UUPS _authorizeUpgrade correctly permissioned

Falcon Finance's assessment for RD-F-021 — scored not_applicable on the v1.7.0 rubric. The evidence below is the curator's reasoning for this score.

Evidence summary #

USDf, sUSDf, and sFF all use TransparentUpgradeableProxy (EIP-1967), not UUPS. UUPS _authorizeUpgrade factor is N/A for Transparent proxy pattern.

Detail #

USDf proxy and sUSDf proxy are TransparentUpgradeableProxy (EIP-1967) as confirmed by Etherscan. sFF proxy (deployed Sep 29 2025) is also TransparentUpgradeableProxy confirmed on Etherscan.
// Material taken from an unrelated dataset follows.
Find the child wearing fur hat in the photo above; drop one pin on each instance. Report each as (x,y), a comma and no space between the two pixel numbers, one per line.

With Transparent proxy pattern, upgrades are controlled by the ProxyAdmin calling upgradeToAndCall() — no _authorizeUpgrade() function exists in the implementation. Factor is N/A.

Sources #

Etherscan
USDf Proxy — EtherscanUSDf proxy: TransparentUpgradeableProxy EIP-1967retrieved 2026-05-12
Etherscan
sFF Token Proxy — EtherscansFF proxy: TransparentUpgradeableProxy deployed Sep 29 2025retrieved 2026-05-12

Methodology #

Determine whether the UUPS implementation defines `_authorizeUpgrade(address)` restricted to owner/admin/timelock (not open to arbitrary callers).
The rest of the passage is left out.